Au débouché du canal de Savières — trois horizons s'ouvrent
À l'issue du canal, le lac du Bourget se déploie d'un seul tenant. Avant de choisir une direction, posez les pagaies un instant : face au sud, par temps clair, la chaîne de Belledonne ferme l'horizon à plus de 50 kilomètres, ses crêtes enneigées suspendues au-dessus de l'eau. C'est l'un des panoramas les plus saisissants de tout le parcours. Vous pouvez faire demi-tour ici, et réemprunter le canal pour rejoindre Chanaz.
La rive des lônes et de l'histoire
Tournez à gauche pour rejoindre la rive sauvoyarde nord. La pagaie longe d'abord les lônes de Chautagne, bras secondaires enchevêtrés dans la roselière, où le Castor d'Europe a laissé ses traces. On cherchera ensuite les vestiges des cités lacustres palafittiques, témoins silencieux d'une occupation humaine vieille de plusieurs millénaires. Le village de Châtillon ouvre une parenthèse terrestre bienvenue — le pont de fer marque la limite du chenal navigable vers Chanaz.
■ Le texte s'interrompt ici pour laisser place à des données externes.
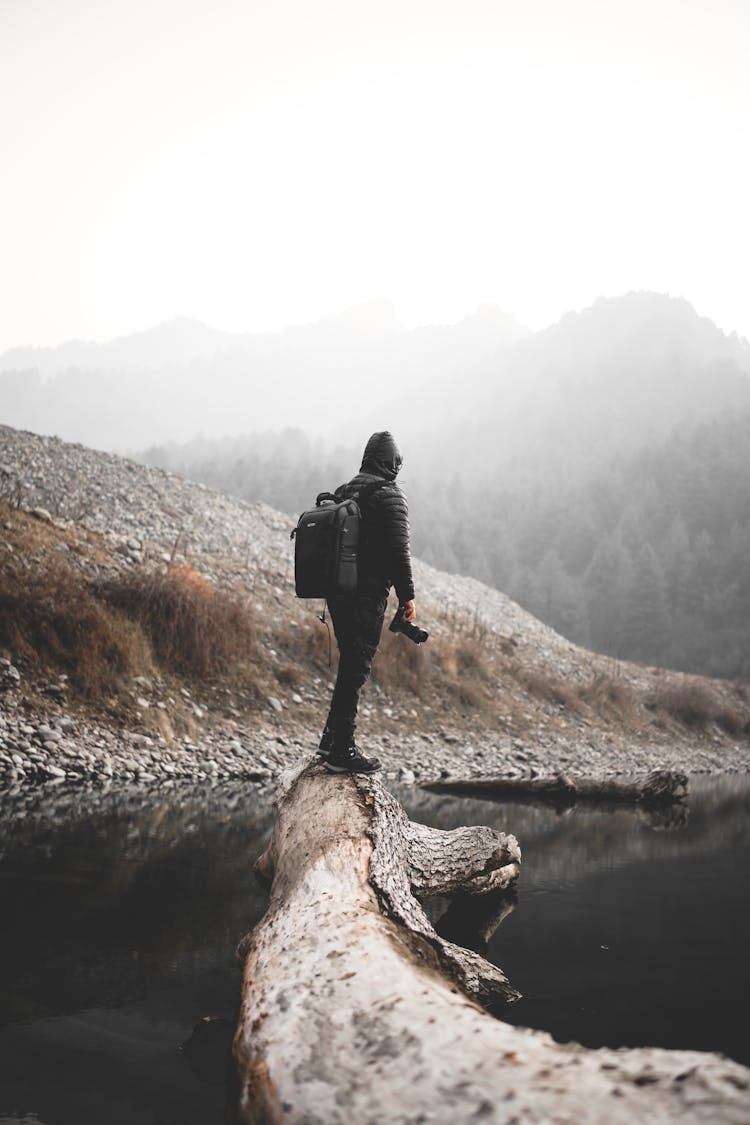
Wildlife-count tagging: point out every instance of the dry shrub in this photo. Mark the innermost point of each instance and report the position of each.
(195, 627)
(606, 695)
(454, 674)
(547, 687)
(50, 618)
(290, 675)
(696, 705)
On ne manquera pas de lever les yeux sur la statue de Lamartine, qui veille sur ces eaux dont le poète fit l'une des métaphores les plus célèbres de la littérature française.
La côte sauvage et l'abbaye
Tournez à droite pour longer la rive sud du lac. Les roselières accompagnent les premiers kilomètres, refuge à l'avifaune. Une halte s'impose à Conjux, où le camping permet un bivouac au bord de l'eau. Vers le sud, le château rose apparaît en lisière de forêt, puis la grotte Raphaël creuse ses voûtes dans la falaise calcaire. L'abbaye d'Hautecombe est un arrêt incontournable : nécropole des princes de la maison de Savoie, elle domine le lac depuis le XIIe siècle et se visite à pied depuis la berge. La côte sauvage se prolonge ensuite vers le Bourget-du-Lac, au fil d'une rive préservée, sans route, accessible uniquement par l'eau ou à pied — un rare privilège.